We've replicated the original example, but we can generalize it a bit to other comparisons:

In [20]:
', '.join([str(x) for x in editor.suggest('Will Google\'s {mask} {mask}?')][:50])

"('dominance', 'continue'), ('strategy', 'work'), ('efforts', 'succeed'), ('success', 'continue'), ('experiment', 'work'), ('dominance', 'last'), ('experiment', 'succeed'), ('dominance', 'end'), ('strategy', 'succeed'), ('efforts', 'work'), ('plan', 'work'), ('woes', 'continue'), ('growth', 'continue'), ('strategy', 'stick'), ('gamble', 'succeed'), ('approach', 'work'), ('dominance', 'endure'), ('failures', 'continue'), ('tactics', 'work'), ('experiments', 'work'), ('decision', 'stick'), ('success', 'last'), ('domination', 'continue'), ('lawsuit', 'succeed'), ('gamble', 'work'), ('push', 'succeed'), ('behavior', 'change'), ('ambitions', 'succeed'), ('dominance', 'fade'), ('dominance', 'persist'), ('strategy', 'change'), ('experiments', 'succeed'), ('dominance', 'return'), ('problems', 'continue'), ('policies', 'change'), ('scandals', 'continue'), ('strategy', 'continue'), ('plan', 'succeed'), ('focus', 'change'), ('dominance', 'survive'), ('takeover', 'succeed'), ('move', 'work'), ('mi

In [21]:
t_train += editor.template((
       'Which company\'s {fverb[0]} will {fverb[1]} {comp}, {company1} or {company2}?',
       'Will {company1}\'s {fverb[0]} {fverb[1]}?',
   ),
    company=companies,
    comp=['most', 'least', 'sooner', 'later'],
    fverb=[('stock', 'rise'), ('CEO', 'quit'), ('board', 'resign'), ('stock', 'fall'), ('effort', 'succeed'), ('strategy', 'work'), ('plan', 'work'), ('gamble', 'work'), ('focus', 'change'), ('intentions', 'change')],
    nsamples=3000,
    remove_duplicates=True,
)
t_test += editor.template((
       'Which company\'s {fverb[0]} will {fverb[1]} {comp}, {company1} or {company2}?',
       'Will {company1}\'s {fverb[0]} {fverb[1]}?',
   ),
    company=companies,
    comp=['most', 'least', 'sooner', 'later'],
    fverb=[('stock', 'rise'), ('CEO', 'quit'), ('board', 'resign'), ('stock', 'fall'), ('effort', 'succeed'), ('strategy', 'work'), ('plan', 'work'), ('gamble', 'work'), ('focus', 'change'), ('intentions', 'change')],
    nsamples=300,
    remove_duplicates=True,
)
print(t_train.data[-1])
print(t_train.data[-2])
print(t_train.data[-3])

("Which company's effort will succeed least, Oracle or Apple?", "Will Oracle's effort succeed?")
("Which company's board will resign sooner, Fox or China?", "Will Fox's board resign?")
("Which company's board will resign sooner, Orange or Reddit?", "Will Orange's board resign?")


In [22]:

train = MFT(**t_train, labels=0, name='Comparison between two entities is not the same as asking about one', capability = 'Vocabulary',
          description='')
test = MFT(**t_test, labels=0, name='Comparison between two entities is not the same as asking about one', capability = 'Vocabulary',
          description='')

suite_train.add(train, overwrite=True)
suite_test.add(test, overwrite=True)


# Running the suite_t, seeing results

When running the prediction, the Huggingface pipeline returns a dict with predicted label and probability:

In [23]:
example = ('Which company should I join as a freshman, Google or Facebook?', 'Should I join Google as a freshman?')
pipe([example], truncation=True, padding=True)

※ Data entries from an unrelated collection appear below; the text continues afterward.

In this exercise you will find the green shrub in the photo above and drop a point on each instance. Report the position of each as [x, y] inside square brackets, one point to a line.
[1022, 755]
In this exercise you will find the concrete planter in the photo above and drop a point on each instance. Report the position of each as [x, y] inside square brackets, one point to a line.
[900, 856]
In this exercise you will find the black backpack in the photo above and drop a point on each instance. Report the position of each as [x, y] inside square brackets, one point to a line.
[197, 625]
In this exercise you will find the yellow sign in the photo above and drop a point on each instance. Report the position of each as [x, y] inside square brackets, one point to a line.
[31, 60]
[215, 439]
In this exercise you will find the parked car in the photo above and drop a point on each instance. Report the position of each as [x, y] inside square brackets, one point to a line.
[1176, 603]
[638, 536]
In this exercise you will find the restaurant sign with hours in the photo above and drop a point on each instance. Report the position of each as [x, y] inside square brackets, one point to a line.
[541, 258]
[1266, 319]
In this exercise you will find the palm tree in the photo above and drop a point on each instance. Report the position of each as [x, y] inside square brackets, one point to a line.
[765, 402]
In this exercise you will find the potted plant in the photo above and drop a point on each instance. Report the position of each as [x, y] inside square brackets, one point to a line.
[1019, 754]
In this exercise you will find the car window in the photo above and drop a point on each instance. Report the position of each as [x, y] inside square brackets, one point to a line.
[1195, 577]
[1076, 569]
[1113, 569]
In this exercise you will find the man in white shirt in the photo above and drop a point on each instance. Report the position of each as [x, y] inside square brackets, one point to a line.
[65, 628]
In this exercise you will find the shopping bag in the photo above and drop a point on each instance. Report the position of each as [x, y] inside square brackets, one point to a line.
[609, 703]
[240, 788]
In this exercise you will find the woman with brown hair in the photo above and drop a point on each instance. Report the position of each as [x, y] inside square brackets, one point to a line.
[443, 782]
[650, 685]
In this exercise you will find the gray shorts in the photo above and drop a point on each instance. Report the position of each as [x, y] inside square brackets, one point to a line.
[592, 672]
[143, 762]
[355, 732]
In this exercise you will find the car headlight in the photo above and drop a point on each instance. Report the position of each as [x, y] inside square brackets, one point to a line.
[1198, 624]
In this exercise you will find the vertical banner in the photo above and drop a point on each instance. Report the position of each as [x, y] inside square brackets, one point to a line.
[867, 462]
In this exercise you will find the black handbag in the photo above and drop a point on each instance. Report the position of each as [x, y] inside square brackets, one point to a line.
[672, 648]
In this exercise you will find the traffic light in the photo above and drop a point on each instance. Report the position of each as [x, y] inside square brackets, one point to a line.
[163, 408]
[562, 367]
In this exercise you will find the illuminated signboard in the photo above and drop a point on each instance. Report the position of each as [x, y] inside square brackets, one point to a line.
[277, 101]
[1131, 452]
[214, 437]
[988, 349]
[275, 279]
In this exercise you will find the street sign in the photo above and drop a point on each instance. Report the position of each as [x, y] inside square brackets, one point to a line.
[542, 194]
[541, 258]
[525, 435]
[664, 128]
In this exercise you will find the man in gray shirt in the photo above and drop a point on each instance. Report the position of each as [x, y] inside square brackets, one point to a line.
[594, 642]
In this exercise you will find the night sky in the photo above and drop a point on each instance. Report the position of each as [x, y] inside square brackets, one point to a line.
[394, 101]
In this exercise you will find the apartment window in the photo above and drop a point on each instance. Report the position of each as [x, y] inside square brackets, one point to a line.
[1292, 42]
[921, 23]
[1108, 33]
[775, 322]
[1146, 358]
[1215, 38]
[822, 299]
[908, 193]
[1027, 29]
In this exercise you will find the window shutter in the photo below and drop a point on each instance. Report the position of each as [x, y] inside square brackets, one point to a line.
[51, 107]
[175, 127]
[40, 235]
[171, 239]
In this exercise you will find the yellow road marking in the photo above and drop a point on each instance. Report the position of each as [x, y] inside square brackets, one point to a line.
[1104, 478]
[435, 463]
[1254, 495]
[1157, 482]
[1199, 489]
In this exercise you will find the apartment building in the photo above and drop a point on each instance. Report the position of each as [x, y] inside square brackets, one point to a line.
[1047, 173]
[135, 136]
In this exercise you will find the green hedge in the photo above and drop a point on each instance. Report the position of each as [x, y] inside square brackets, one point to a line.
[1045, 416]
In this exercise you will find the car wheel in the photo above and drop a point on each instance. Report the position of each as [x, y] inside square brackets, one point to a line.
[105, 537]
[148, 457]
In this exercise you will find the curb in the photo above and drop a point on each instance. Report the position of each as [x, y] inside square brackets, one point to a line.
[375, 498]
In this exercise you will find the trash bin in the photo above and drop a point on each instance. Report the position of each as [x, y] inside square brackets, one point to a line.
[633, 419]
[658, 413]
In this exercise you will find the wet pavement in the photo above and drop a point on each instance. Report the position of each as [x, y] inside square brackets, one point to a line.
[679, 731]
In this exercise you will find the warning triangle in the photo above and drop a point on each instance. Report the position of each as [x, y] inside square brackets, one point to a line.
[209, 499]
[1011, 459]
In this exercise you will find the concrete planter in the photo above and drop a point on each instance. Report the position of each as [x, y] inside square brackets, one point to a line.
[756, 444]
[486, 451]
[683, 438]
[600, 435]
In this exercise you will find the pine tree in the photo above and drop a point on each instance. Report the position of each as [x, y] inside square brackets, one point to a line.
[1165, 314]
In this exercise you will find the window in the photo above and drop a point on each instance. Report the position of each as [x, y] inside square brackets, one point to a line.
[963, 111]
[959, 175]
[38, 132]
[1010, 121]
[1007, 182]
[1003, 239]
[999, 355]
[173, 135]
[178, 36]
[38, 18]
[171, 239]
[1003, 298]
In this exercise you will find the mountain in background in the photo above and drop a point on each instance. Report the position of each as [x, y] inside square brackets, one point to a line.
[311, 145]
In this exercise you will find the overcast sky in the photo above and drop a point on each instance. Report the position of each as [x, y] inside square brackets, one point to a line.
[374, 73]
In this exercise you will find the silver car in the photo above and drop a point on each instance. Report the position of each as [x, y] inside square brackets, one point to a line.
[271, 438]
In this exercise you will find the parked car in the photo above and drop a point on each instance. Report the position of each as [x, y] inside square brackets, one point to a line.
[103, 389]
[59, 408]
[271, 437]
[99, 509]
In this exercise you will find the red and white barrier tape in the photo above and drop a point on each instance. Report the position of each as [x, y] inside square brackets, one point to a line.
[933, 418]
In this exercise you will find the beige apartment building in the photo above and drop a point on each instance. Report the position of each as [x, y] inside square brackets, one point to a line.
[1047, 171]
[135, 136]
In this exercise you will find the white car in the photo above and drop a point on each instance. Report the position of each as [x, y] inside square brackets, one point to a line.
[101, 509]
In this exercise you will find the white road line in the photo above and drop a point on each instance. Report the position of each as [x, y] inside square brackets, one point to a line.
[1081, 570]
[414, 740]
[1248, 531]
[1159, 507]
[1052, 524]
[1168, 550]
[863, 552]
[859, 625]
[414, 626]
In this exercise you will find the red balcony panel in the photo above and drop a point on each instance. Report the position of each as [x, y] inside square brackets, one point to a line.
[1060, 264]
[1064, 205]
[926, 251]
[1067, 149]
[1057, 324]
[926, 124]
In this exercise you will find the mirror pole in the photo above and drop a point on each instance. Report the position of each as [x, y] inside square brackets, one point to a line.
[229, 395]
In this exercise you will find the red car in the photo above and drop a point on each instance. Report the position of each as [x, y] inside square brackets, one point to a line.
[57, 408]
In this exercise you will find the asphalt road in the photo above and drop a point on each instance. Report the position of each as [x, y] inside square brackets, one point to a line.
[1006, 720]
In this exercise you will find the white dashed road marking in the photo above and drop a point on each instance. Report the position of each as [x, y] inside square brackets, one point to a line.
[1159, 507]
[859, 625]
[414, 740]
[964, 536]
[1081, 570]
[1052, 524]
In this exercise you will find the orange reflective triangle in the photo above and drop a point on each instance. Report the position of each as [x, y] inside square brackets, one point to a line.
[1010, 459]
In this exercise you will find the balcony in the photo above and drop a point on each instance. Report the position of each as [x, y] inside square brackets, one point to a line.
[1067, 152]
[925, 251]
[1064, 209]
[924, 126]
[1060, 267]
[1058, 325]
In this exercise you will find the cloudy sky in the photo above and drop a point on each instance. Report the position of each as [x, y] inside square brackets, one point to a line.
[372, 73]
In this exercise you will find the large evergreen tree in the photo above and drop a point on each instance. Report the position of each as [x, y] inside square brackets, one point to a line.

[{'label': 'LABEL_0', 'score': 0.6755980253219604}]

We write a simple wrapper to make the output compatible with CheckList:

In [24]:
def pred_and_conf(data):
    raw_preds = pipe(data, padding=True, truncation=True)
    preds = np.array([ int(p["label"][-1]) for p in raw_preds])
    pp = np.array([[p["score"], 1-p["score"]] if int(p["label"][-1]) == 0 else [1-p["score"], p["score"]] for p in raw_preds])
    return preds, pp

pred_and_conf([example])

(array([0]), array([[0.67559803, 0.32440197]]))

In [25]:
suite_train.run(pred_and_conf, overwrite=True)

Running same adjectives, different people
Predicting 2982 examples
Running Change same name in both questions
Predicting 5865 examples
Running Change name in one of the questions
Predicting 13430 examples
Running Comparison between two entities is not the same as asking about one
Predicting 3935 examples


In [26]:
suite_test.run(pred_and_conf, overwrite=True)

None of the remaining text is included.